Carrie Kusserow, MA, CHC, CHPC, CCEP, is another expert who has served as a Compliance Officer, Interim Compliance Officer, and Board Compliance Expert for major health care systems. Ms. Kusserow explains that many new CIAs mandate that Boards engage a Compliance Expert to assist them in meeting their oversight obligations and enable them to sign their resolutions. They should review each annual report of their IRO and Compliance Expert and evidence having made reasonable inquiry regarding its content and acting upon any deficiencies noted. The OIG has made it clear that their decision on whether to include Board mandates or not depends upon whether they find enough compliance oversight by the Board when they begin negotiations with the OIG. The mandate reflects the fact that the OIG generally finds some Boards in need of additional expertise. Ms. Kusserow stresses the importance for Board members to be able to evidence meeting their compliance oversight obligations.
Cornelia Dorfschmid, PhD, MSIS, PMP, CHC, has over 25 years of compliance experience, including serving as a Compliance Officer, Board Compliance Expert, and in leading many IRO engagements. Dr. Dorfschmid suggests that it is advisable to engage Compliance Experts even if not mandated under a CIA, and even more so, if the DOJ or OIG is expressing investigatory interest in the organization. The expert’s compliance review results can be used to brief and empower the Board to evidence their proactive oversight of the compliance program. This can be used as credit in evidencing an active program and identifying opportunities for improvement. Such evidence may assist in preventing the OIG from imposing some of the Board and executive mandates and possibly avoid having a CIA.

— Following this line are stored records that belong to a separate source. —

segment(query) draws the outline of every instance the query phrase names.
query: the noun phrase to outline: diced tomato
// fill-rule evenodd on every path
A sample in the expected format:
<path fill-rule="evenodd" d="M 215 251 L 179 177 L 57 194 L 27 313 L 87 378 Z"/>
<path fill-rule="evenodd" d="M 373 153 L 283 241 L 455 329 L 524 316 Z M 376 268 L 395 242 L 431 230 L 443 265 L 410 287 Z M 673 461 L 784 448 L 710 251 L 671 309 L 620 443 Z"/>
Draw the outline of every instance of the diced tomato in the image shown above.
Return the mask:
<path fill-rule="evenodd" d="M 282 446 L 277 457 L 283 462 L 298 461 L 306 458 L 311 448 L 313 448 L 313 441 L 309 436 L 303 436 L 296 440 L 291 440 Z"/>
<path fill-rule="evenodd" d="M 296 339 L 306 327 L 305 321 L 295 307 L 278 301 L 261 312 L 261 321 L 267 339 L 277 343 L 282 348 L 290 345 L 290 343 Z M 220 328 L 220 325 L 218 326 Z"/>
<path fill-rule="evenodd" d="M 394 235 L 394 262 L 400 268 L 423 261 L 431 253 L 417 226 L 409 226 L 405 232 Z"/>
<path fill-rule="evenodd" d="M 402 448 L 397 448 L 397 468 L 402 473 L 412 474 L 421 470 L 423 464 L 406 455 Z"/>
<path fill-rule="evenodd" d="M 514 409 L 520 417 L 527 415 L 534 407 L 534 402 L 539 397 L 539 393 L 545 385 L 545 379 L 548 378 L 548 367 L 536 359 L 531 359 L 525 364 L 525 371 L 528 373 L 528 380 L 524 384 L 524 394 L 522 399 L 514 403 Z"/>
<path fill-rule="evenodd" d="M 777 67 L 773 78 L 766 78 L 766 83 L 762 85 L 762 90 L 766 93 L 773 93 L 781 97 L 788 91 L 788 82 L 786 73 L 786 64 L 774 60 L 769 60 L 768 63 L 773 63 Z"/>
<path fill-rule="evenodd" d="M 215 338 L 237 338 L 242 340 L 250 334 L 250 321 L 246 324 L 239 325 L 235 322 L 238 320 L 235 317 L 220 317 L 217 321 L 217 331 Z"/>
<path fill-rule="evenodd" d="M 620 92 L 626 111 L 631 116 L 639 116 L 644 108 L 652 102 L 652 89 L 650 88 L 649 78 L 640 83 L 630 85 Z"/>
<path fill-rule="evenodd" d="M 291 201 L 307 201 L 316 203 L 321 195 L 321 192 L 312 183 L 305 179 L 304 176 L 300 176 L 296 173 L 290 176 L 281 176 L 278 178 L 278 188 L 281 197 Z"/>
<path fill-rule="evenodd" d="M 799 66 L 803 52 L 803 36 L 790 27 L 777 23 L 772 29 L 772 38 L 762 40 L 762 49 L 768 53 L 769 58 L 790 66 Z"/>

Steve Forman, CPA, is another Compliance Expert with over 35 years of experience as a Compliance Officer, Interim Compliance Officer, and Board Compliance Expert. Mr. Forman strongly encourages educating Boards on their fiduciary obligations and the potential consequences of failing to meet this obligation. Sometimes this message can be more effectively delivered by an outside Compliance Expert, but it needs to be delivered and driven home. He further advises that the Board should include a member who is “Compliance Literate” to ask the right questions and assess program effectiveness. A compliance literate person is someone with experience and expertise in corporate compliance. Having this expertise on the Board will enable them to ask the compliance officers the right questions, evaluate the answers, as well as evaluate needs and performance. The inclusion of a compliance literate Board member can go a long way to ensure that the Board is meeting their fiduciary duties and responsibilities.